The reference implementation does ship a command-line program brotli similar to gzip, but use in the Unix-like world as a simple compressor is scarce. Libarchive developers find the raw stream format of .br files difficult to support, as there is no magic number to indicate the file format.

== Industry support ==
=== Browsers and other clients ===
- Mozilla Firefox introduced support for the "br" content-encoding method in version 44 (released on 26 January 2016).
- Google Chrome has supported the "br" content-encoding method since version 50 (released on 20 April 2016).
- Opera has supported the "br" content-encoding method since version 38 (released 8 June 2016).
- Microsoft Edge has supported the "br" content-encoding method since version 15 (released on 5 April 2017).
- Safari has supported the "br" content-encoding method since version 11 (released on 5 October 2017).
- cURL has a compile-time option to support the "br" content-encoding method using libbrotli as of version 7.57, released on 29 November 2017.
- 7zip is available extended with Brotli by 7zip-zstd.
- PeaZip supports Brotli .BR format for compression and extraction

=== Web servers ===
- For Apache HTTP Server, the "br" content-encoding method has been supported by the mod_brotli module since version 2.4.26.
- Microsoft IIS has a supported extension since May 2018 that adds support for the "br" content-encoding method.
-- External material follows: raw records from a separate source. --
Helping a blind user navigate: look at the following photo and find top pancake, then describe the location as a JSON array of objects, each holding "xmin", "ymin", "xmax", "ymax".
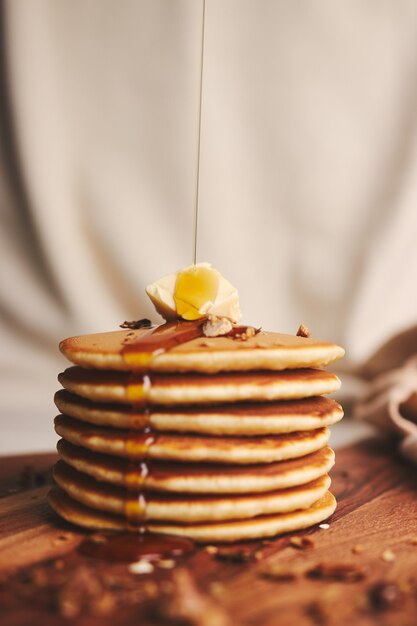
[{"xmin": 60, "ymin": 329, "xmax": 344, "ymax": 374}]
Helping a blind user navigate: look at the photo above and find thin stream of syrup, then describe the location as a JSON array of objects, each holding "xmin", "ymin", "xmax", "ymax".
[{"xmin": 80, "ymin": 320, "xmax": 252, "ymax": 561}]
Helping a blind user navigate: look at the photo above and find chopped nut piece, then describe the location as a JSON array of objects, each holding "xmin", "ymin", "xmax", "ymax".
[
  {"xmin": 90, "ymin": 533, "xmax": 108, "ymax": 543},
  {"xmin": 296, "ymin": 324, "xmax": 310, "ymax": 337},
  {"xmin": 129, "ymin": 559, "xmax": 154, "ymax": 574},
  {"xmin": 259, "ymin": 563, "xmax": 298, "ymax": 583},
  {"xmin": 158, "ymin": 559, "xmax": 175, "ymax": 569},
  {"xmin": 120, "ymin": 317, "xmax": 152, "ymax": 330},
  {"xmin": 381, "ymin": 550, "xmax": 395, "ymax": 563},
  {"xmin": 215, "ymin": 549, "xmax": 255, "ymax": 563},
  {"xmin": 306, "ymin": 563, "xmax": 365, "ymax": 583},
  {"xmin": 157, "ymin": 569, "xmax": 235, "ymax": 626},
  {"xmin": 305, "ymin": 600, "xmax": 331, "ymax": 626},
  {"xmin": 352, "ymin": 543, "xmax": 365, "ymax": 554},
  {"xmin": 290, "ymin": 537, "xmax": 314, "ymax": 550},
  {"xmin": 368, "ymin": 581, "xmax": 404, "ymax": 611},
  {"xmin": 203, "ymin": 315, "xmax": 233, "ymax": 337},
  {"xmin": 210, "ymin": 581, "xmax": 226, "ymax": 598}
]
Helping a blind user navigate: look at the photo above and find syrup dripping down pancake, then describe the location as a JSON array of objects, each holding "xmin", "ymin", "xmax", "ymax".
[
  {"xmin": 48, "ymin": 487, "xmax": 336, "ymax": 543},
  {"xmin": 58, "ymin": 439, "xmax": 334, "ymax": 494},
  {"xmin": 55, "ymin": 415, "xmax": 330, "ymax": 464},
  {"xmin": 58, "ymin": 366, "xmax": 340, "ymax": 406},
  {"xmin": 60, "ymin": 322, "xmax": 344, "ymax": 374},
  {"xmin": 55, "ymin": 390, "xmax": 343, "ymax": 435},
  {"xmin": 53, "ymin": 461, "xmax": 330, "ymax": 524}
]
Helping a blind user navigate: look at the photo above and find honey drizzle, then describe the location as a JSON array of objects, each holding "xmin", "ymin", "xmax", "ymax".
[{"xmin": 122, "ymin": 319, "xmax": 254, "ymax": 533}]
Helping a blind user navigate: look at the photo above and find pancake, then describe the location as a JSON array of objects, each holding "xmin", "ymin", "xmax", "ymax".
[
  {"xmin": 53, "ymin": 461, "xmax": 331, "ymax": 523},
  {"xmin": 60, "ymin": 323, "xmax": 344, "ymax": 374},
  {"xmin": 55, "ymin": 390, "xmax": 343, "ymax": 435},
  {"xmin": 55, "ymin": 415, "xmax": 330, "ymax": 464},
  {"xmin": 48, "ymin": 487, "xmax": 336, "ymax": 543},
  {"xmin": 58, "ymin": 366, "xmax": 340, "ymax": 406},
  {"xmin": 58, "ymin": 439, "xmax": 334, "ymax": 494}
]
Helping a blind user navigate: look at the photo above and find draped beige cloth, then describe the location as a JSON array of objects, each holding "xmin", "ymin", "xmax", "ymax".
[{"xmin": 0, "ymin": 0, "xmax": 417, "ymax": 452}]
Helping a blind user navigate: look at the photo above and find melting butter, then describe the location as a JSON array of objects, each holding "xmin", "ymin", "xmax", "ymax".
[{"xmin": 146, "ymin": 263, "xmax": 242, "ymax": 323}]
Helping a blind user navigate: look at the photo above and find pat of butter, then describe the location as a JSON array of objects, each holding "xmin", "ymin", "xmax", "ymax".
[{"xmin": 146, "ymin": 263, "xmax": 242, "ymax": 323}]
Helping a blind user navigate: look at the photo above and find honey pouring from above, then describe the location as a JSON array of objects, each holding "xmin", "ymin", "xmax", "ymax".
[{"xmin": 49, "ymin": 263, "xmax": 344, "ymax": 560}]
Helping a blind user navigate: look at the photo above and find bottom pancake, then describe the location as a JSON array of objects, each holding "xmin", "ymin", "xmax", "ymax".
[
  {"xmin": 48, "ymin": 487, "xmax": 336, "ymax": 543},
  {"xmin": 53, "ymin": 461, "xmax": 330, "ymax": 524}
]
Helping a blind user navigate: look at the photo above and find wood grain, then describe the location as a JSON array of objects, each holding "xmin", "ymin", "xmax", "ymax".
[{"xmin": 0, "ymin": 441, "xmax": 417, "ymax": 626}]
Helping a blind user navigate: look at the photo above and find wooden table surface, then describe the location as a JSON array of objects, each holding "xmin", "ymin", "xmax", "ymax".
[{"xmin": 0, "ymin": 441, "xmax": 417, "ymax": 626}]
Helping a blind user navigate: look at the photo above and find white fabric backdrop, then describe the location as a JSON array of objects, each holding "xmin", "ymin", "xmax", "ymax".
[{"xmin": 0, "ymin": 0, "xmax": 417, "ymax": 452}]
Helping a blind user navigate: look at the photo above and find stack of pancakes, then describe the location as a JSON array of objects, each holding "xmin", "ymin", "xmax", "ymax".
[{"xmin": 49, "ymin": 323, "xmax": 344, "ymax": 542}]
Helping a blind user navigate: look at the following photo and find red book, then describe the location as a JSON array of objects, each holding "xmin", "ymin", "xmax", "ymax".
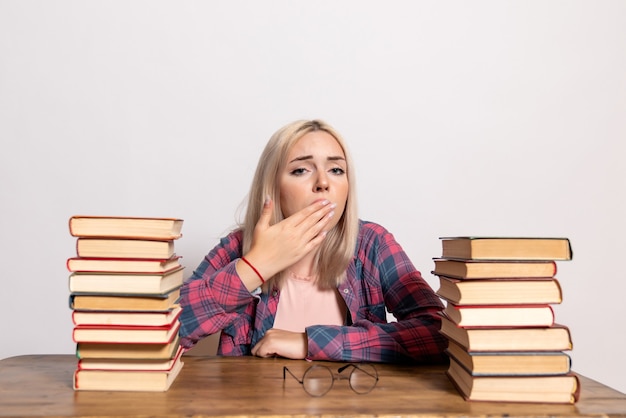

- Microsoft Azure Front Door can dynamically compress content on the edge using Brotli since its launch on April 17, 2019.
- nginx has a ngx_brotli module provided by Google since December 2016.
- Node.js features a built-in native en- and decoder since version 11.7.0, which can be used to support the "br" content-encoding.
- Amazon CloudFront can automatically compress cacheable responses at the edge using Brotli, as of September 2020.
- LiteSpeed Web Server has included the "br" content-encoding method for static files only since version 5.2 in July 2017.
- Cloudflare CDN offers a brotli option to compress data between its edge node and the user.
- NaviServer added support in version 4.99.17b1
- Caddy serves statically compressed .br files since version 0.9.4 from December 21, 2016.
- lighttpd mod_deflate supports .br since 1.4.56 from November 2020.